Por incrível que pareça, ReStory possui uma história mais complexa do que parece. No jogo, nós substituímos um antigo mestre de reparo que antes usava o que passou a ser a nossa loja, e então, coisas estranhas começaram a acontecer na vizinhança. De um lado, temos uma megacorporação que quer demolir boa parte do bairro de Akiba, em Tóquio, para criar um shopping gigante. E do outro lado, temos todos os habitantes de Akiba, junto também dos gangsters locais, que nos ajudam com frequência pra podermos levar a melhor sobre a tal corporação. A história é contada a partir de diálogos interativos, onde o jogador pode escolher o que fazer na maioria das vezes, assim, mudando o destino de personagens, da nossa loja e até do próprio bairro onde o jogo se passa.

Gameplay

A gameplay aparenta ser bem simples, mas assim como a história, é muito mais complexa, e também viciante do que parece. No jogo nós pegamos vários tipos de dispositivos que estão com problema, como poeira, tendo de limpar, alguma peça estragada necessitando de comprar alguma nova para repor, problemas com o software precisando hackear o eletrônico e etc. O jogo faz referências a várias marcas de eletrônicos famosos, como a Sony, que no jogo virou Nony, Xbox que virou Xi-box, Nintendo que virou { }, dentre várias outras.

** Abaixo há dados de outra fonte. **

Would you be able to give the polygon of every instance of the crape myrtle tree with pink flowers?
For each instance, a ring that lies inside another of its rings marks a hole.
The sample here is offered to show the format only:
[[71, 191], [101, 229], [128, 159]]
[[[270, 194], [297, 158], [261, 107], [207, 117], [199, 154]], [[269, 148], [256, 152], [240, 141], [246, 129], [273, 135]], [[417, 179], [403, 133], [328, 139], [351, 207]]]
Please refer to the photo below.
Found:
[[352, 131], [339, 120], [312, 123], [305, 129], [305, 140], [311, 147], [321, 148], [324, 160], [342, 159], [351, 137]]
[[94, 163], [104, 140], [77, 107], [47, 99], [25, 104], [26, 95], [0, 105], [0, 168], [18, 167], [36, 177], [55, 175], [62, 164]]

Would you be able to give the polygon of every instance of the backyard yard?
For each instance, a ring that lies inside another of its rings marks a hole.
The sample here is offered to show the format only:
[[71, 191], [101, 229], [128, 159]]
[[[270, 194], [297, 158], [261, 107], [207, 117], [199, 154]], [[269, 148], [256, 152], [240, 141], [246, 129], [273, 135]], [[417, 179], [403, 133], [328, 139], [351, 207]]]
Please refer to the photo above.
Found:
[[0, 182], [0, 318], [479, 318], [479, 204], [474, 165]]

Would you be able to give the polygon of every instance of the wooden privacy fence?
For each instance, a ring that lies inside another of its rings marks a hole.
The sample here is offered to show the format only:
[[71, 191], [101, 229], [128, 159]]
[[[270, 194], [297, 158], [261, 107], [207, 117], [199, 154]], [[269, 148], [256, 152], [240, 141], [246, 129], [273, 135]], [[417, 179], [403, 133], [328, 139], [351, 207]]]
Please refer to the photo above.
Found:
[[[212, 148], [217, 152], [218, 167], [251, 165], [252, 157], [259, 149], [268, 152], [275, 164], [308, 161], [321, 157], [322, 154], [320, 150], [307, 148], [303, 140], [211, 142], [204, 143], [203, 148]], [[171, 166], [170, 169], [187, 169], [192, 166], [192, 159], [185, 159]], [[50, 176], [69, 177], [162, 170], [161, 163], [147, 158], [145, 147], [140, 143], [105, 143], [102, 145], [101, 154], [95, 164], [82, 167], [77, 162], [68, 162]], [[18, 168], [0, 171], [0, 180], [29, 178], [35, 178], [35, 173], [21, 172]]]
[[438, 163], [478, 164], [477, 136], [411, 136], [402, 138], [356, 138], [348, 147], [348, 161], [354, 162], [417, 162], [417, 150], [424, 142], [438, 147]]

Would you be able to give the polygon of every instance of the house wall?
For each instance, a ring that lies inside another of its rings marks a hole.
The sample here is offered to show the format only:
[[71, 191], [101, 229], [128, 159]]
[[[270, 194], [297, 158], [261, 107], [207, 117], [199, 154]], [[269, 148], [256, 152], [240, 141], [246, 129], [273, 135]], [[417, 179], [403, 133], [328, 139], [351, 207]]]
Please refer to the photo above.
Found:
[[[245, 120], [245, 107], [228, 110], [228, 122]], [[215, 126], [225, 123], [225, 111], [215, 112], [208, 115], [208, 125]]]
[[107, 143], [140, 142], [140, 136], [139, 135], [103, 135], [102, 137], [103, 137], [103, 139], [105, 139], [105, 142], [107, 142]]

Após pegarmos um dispositivo, devemos usar a chave de fenda para desrosquear todos os parafusos, tirar peça por peça, limpar, consertar, pra aí então, repor tudo de volta e devolver ao cliente.

Devemos também o tempo todo usar o nosso computador, que servirá pra poder comprar licenças para podermos consertar algum eletrônico, alguma peça nova para substituir uma quebrada, móveis novos para nossa loja, acessar pedidos online para nos entregar novos eletrônicos para consertarmos e por aí vai. Todas essas mecânicas apresentadas no jogo, faz com que a gameplay fique não só muito complexa, mas também, extremamente satisfatória.

Visual

Como dito anteriormente, o jogo nos apresenta um visual bonito, onde faz uma ótima mescla do 3D com o 2D. O interessante, é que mesmo se passando no Japão, o jogo não tem nenhum traço de anime, diferente da maioria dos jogos indies que se passam no lugar, tendo um desenho muito único, diferente e extremamente agradável.